Combatendo o Fetiche Institucionalista


Uma das coisas que tem ilustrado com mais vigor o triunfo e a hegemonia do reformismo na esquerda mundial é o peso absurdo que a actividade institucional e o cretinismo parlamentar assume na sua estratégia. O reformismo engole com anzol, linha, e cana, a patranha burguesa de que a legitimidade social de um partido é directamente proporcional ao número de votos que tem, fazendo-os ignorar as tarefas de organização popular, mobilização do proletariado para o combate social, ou - o que é bem pior - considerá-las utensilares numa estratégia eleitoral. Obviamente, acaba enredado nas malhas da legalidade capitalista, numa luta desesperada por mais votos, deputados, eleitos locais e regionais, com os quais a revolução não avança uma polegada.

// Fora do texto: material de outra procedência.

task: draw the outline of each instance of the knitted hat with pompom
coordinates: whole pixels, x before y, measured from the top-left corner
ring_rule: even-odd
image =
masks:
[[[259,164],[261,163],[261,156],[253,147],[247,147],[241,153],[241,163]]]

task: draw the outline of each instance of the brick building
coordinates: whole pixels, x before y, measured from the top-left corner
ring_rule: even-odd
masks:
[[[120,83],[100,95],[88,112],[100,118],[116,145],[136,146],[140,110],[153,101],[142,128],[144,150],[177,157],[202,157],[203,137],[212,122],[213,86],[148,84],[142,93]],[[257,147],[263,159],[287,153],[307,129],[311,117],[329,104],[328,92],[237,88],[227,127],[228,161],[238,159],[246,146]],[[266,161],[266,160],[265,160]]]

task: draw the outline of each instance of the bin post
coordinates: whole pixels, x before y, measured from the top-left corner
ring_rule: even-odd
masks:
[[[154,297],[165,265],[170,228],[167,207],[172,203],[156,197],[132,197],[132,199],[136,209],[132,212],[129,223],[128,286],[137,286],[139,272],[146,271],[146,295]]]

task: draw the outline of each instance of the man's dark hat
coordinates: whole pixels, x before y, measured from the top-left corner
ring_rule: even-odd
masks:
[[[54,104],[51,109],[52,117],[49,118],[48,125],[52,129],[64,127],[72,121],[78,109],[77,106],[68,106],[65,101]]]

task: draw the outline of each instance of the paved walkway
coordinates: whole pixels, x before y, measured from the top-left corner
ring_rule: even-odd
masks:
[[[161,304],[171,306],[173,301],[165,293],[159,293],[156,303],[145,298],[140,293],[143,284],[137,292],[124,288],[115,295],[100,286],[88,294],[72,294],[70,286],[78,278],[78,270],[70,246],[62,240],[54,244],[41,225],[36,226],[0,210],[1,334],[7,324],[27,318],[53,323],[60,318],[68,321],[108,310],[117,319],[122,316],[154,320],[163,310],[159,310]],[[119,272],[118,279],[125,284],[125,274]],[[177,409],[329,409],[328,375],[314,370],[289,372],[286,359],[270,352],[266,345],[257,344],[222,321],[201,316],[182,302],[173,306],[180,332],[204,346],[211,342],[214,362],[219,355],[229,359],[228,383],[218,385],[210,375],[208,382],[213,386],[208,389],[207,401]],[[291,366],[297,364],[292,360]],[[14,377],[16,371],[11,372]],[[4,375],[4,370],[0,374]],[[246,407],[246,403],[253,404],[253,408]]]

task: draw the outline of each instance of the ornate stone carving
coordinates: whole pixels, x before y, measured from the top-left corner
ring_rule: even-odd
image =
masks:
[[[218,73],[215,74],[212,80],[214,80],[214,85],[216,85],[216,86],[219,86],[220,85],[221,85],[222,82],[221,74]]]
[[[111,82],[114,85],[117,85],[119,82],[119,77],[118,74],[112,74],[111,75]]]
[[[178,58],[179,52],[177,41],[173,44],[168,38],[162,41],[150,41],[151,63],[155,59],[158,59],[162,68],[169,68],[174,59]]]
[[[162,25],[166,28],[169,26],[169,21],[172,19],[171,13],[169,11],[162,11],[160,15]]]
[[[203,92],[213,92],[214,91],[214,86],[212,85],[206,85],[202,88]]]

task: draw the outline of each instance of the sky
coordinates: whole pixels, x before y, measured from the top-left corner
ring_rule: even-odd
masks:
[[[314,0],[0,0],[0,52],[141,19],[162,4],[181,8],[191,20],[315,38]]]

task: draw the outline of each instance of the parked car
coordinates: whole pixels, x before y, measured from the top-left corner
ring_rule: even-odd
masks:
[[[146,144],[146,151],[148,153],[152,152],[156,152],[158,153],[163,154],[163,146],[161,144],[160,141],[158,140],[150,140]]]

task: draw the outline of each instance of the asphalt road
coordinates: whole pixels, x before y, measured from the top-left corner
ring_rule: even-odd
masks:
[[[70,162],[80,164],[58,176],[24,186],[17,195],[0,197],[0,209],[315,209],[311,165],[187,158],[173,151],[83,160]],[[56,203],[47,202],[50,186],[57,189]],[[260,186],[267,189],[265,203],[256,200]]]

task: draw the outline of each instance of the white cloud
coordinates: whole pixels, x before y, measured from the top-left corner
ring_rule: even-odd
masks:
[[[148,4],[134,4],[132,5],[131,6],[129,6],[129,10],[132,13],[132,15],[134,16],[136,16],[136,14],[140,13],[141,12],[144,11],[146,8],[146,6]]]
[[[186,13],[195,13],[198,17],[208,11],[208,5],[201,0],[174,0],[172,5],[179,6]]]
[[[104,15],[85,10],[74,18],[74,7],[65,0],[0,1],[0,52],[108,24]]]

Lenine definiu, com correcção, o dever de os comunistas aproveitarem as instituições burguesas quando tal fosse útil para espalhar a mensagem da revolução. Este dever não é, no entanto, de nenhuma forma compatível com a fetichização dessas mesmas instituições, nem pode fazer com que os comunistas percam de vista que a sua tarefa é forjar as instituições com que o proletariado vai derrubar o poder burguês e exercer o seu próprio poder. No âmbito dessas tarefas vem a ser inevitável que o proletariado afronte, desafie, ataque, e desejavelmente destrua as instituições burguesas onde tinha posições. O institucionalismo, nome dado à sobrevalorização da luta nesses espaços, é uma forma de reformismo e uma marca clara de contrabando reformista, de contrabando de ideias legalistas típicas da ideologia burguesa, para o seio do movimento operário.

Nos últimos anos têm sido vários os momentos em que, perante a crise estrutural do capitalismo e o esgotamento da via legal - muito por força dos sucessivos atropelos e excepções ao seu próprio ordenamento jurídico por parte dos aparelhos de Estado da burguesia -, forças revolucionárias têm boicotado a participação em actos eleitorais, considerando que o proletariado nada teria a ganhar com a vitória ou o reforço eleitoral de fosse quem fosse. Assim aconteceu quando o Polo do Renascimento Comunista em França apelou à abstenção nas Europeias de 2014; assim se passou quando o Partido Comunista Brasileiro defendeu a anulação do voto na disputa entre Aécio Neves e Dilma Rousseff; assim ocorreu quando o PC Grego boicotou o referendo ao memorando da troika proposto pelo Syriza em 2015. Todos estes episódios revelam que as forças revolucionárias não aceitam que seja a burguesia a decidir em que campo travam as suas batalhas - pelo contrário, tentam que essas batalhas sejam travadas no único campo onde as podem vencer, o da luta de massas. Em instituições cuidadosamente construídas e aprimoradas pela burguesia para justificar e perpetuar a sua dominação de classe da burguesia, qualquer luta está fadada ao fracasso.

A mais recente organização revolucionária a assumir essa posição foram os camaradas do Agora Galiza. No site do Primeira Linha vemos a descrição irrepreensível do motivo que leva a esta decisão: «[p]erante este panorama careterizado pola ausência de umha alternativa eleitoral anticapitalista galega, que conceba a intervençom nas instituiçons burguesas como umha tarefa meramente instrumental, para questionando o seu caráter antidemocrático exercer de caixa de resonáncia das luitas populares e das reivindicaçons operárias, nom há mais opçom que a abstençom consciente». Sublinhe-se este detalhe: «que conceba a intervençom nas instituiçons burguesas como umha tarefa meramente instrumental, para questionando o seu caráter antidemocrático exercer de caixa de resonáncia das luitas populares». Qualquer organização que participe nas instituições burguesas para qualquer outra coisa que não seja desacreditá-las enquanto utensílios do poder burguês (e não espaços de esperança para a melhoria real da vida dos trabalhadores), local de apelo e mobilização das lutas dos trabalhadores e de exposição das ideias revolucionárias, não merece qualquer tipo de apoio dos revolucionários.

É pois de saudar o gesto dos camaradas do Agora Galiza, quer na actual conjuntura em que os pretensos comunistas espanhóis do PCE, já dissolvidos na Esquerda Unida, aceitaram a sua liquidação absoluta na aliança Unidos Podemos (aos berros histéricos de «bendita morte!» por parte do eurocomunista Julio Anguita), não aceitam o democratismo burguês e o fetiche institucionalista, tomando a resoluta decisão de não apoiar ninguém que não corresponda inteiramente às aspirações do povo galego. Cientes de que essa luta - como qualquer outra luta popular - será vencida nas ruas e nos locais de trabalho, e não nas salas atapetadas de assembleia burguesa nenhuma, preparam a luta no campo certo e não cedem à pressão da hegemonia. A firmeza de princípios é tambeém isto.